There is a tendency, seen for example in Max Hastings' latest book, to praise German military effectiveness, but Vogel argues that senior officers tended increasingly to disregard military reality when they took decisions, and that this was very apparent during the Ardennes offensive. In Vogel's phrase:

Not content with underestimating the fighting qualities of the Allied troops, the Germans also underestimated how quickly the Allied staffs could react.
The confused command structures of the Germans are criticised. Nevertheless, German propaganda still managed to suggest to the people that the fate of the war was as yet undecided.

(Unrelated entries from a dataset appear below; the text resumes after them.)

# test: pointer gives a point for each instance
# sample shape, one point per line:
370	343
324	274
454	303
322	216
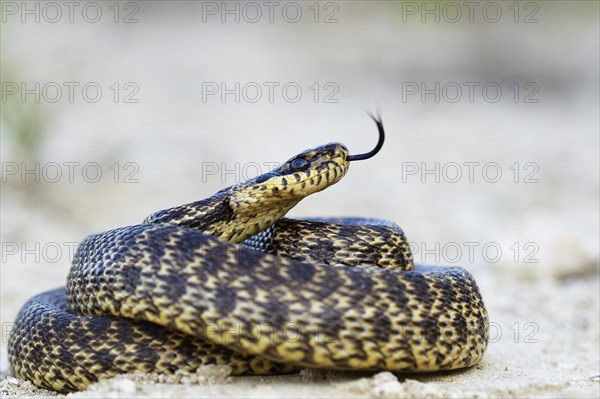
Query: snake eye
299	164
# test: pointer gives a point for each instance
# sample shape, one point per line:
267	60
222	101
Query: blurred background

Krebs relates warmaking, strategy and politics, and his succinct account of Japanese strategy is particularly useful. Repeated Japanese interest in a separate peace between Germany and the Soviet Union is discussed, but by late 1944 the Japanese suspected that Germany was seeking a separate peace with the Western powers, a far less desirable option for Japan. Despite issues of balance, this is an impressive volume which provides much German material for non-German readers, although it is expensive and bulky and offers more to specialists than to the general reader.

Jeremy Black is Professor of History, University of Exeter. Amongst much else, he is the author of The European Question and the National Interest (Social Affairs Unit, 2006) and The Dotted Red Line: Britain's Defence Policy in the Modern World (Social Affairs Unit, 2006).